The first death of 2022
The headline on today's Nova Scotia COVID report is like a poem of panic. "One Death, 678 New Cases of COVID-19, Long-Term Care Outbreaks, Hospital Outbreaks, State of Emergency Renewed," it reads. Let's do a deconstruction of dread.
The person who died from the disease was a woman who lived in the Central zone. She was in her 80s, and the province doesn't yet know if she was infected by omicron or another variant. She becomes the first COVID death of the new year—the first since December 22 and the 112th confirmed victim of Nova Scotia's pandemic.
"I want to extend my deepest condolences to the family and friends who are grieving the loss of their loved one today," says premier Tim Houston in the report. "We need to protect everyone from this virus. Please get vaccinated and get your booster shot as soon as you can, get tested if you feel unwell and follow public health measures to help protect yourself and your communities."

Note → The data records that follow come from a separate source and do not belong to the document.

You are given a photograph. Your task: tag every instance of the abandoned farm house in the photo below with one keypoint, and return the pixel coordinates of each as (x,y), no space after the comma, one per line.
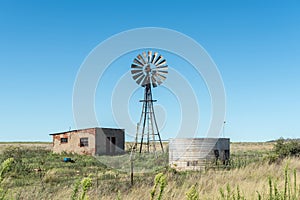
(91,141)
(196,153)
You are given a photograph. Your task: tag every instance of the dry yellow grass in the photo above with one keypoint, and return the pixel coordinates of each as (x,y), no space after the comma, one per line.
(250,180)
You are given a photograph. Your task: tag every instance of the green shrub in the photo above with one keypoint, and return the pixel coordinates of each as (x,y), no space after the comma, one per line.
(284,148)
(192,193)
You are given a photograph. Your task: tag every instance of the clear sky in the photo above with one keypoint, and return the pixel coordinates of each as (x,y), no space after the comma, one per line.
(255,45)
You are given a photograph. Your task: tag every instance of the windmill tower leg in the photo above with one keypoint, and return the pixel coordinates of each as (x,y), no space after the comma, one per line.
(149,125)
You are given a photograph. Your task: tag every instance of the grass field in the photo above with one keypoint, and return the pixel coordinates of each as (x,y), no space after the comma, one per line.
(39,174)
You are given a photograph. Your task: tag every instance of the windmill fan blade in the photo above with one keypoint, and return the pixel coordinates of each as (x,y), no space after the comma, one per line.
(157,79)
(146,81)
(137,62)
(163,62)
(149,56)
(154,57)
(140,79)
(136,66)
(137,76)
(136,71)
(163,68)
(162,77)
(153,81)
(164,72)
(141,58)
(159,59)
(145,57)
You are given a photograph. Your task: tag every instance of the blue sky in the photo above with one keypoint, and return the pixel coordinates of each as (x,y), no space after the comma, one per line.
(255,44)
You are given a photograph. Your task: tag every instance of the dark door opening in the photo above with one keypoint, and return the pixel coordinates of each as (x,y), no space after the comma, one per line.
(110,145)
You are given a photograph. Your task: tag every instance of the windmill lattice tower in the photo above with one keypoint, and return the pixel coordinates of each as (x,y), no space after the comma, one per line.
(148,70)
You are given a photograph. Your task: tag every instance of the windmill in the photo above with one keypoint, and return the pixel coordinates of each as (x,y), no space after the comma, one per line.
(148,70)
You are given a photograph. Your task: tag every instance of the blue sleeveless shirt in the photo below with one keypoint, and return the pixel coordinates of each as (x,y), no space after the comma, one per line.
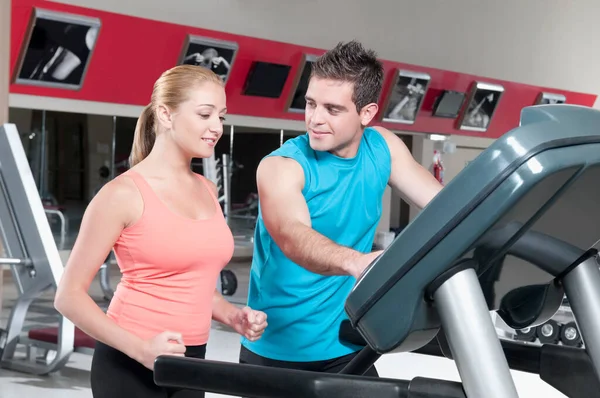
(344,197)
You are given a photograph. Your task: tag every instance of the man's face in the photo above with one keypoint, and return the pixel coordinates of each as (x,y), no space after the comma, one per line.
(332,121)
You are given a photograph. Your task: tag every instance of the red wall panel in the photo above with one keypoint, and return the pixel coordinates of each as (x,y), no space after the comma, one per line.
(132,52)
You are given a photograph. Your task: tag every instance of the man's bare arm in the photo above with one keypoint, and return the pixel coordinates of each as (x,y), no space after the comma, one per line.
(285,213)
(408,176)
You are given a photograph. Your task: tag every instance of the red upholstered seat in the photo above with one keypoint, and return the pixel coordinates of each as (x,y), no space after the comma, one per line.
(50,335)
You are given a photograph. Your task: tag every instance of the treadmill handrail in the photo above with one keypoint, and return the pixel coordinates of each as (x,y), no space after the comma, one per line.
(548,253)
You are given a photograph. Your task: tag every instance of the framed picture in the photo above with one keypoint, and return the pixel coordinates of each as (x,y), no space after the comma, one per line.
(216,55)
(57,50)
(482,103)
(550,98)
(297,102)
(406,97)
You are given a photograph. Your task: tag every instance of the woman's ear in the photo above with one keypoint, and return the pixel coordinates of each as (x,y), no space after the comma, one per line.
(164,117)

Today's 678 new cases are the fewest daily infections reported since the 618 cases reported last Friday. They are spread across the province as 394 cases in Central zone, 108 in Eastern, 97 Northern and 79 Western. The government estimates there are 6,615 active cases in Nova Scotia, with 48 of those infected being sick enough to currently require hospitalization.
The outbreaks in long-term care referred to by the report headline include six new sites: Blomidon Court in Wolfville, Orchard Court and Evergreen Home for Special Care in Kentville, Grand View Manor in Berwick, Queens Manor in Liverpool and The Meadows in Yarmouth. They involve a total of 39 residents and staff. The report also says 12 people in previously reported LTC outbreaks are newly infected, and there are five new COVID patients in ongoing hospital outbreaks.
Renewing the state of emergency has nothing to do with today's case numbers or death; it has been extended every two weeks since the SOE was called March 22, 2020, nearly two years ago.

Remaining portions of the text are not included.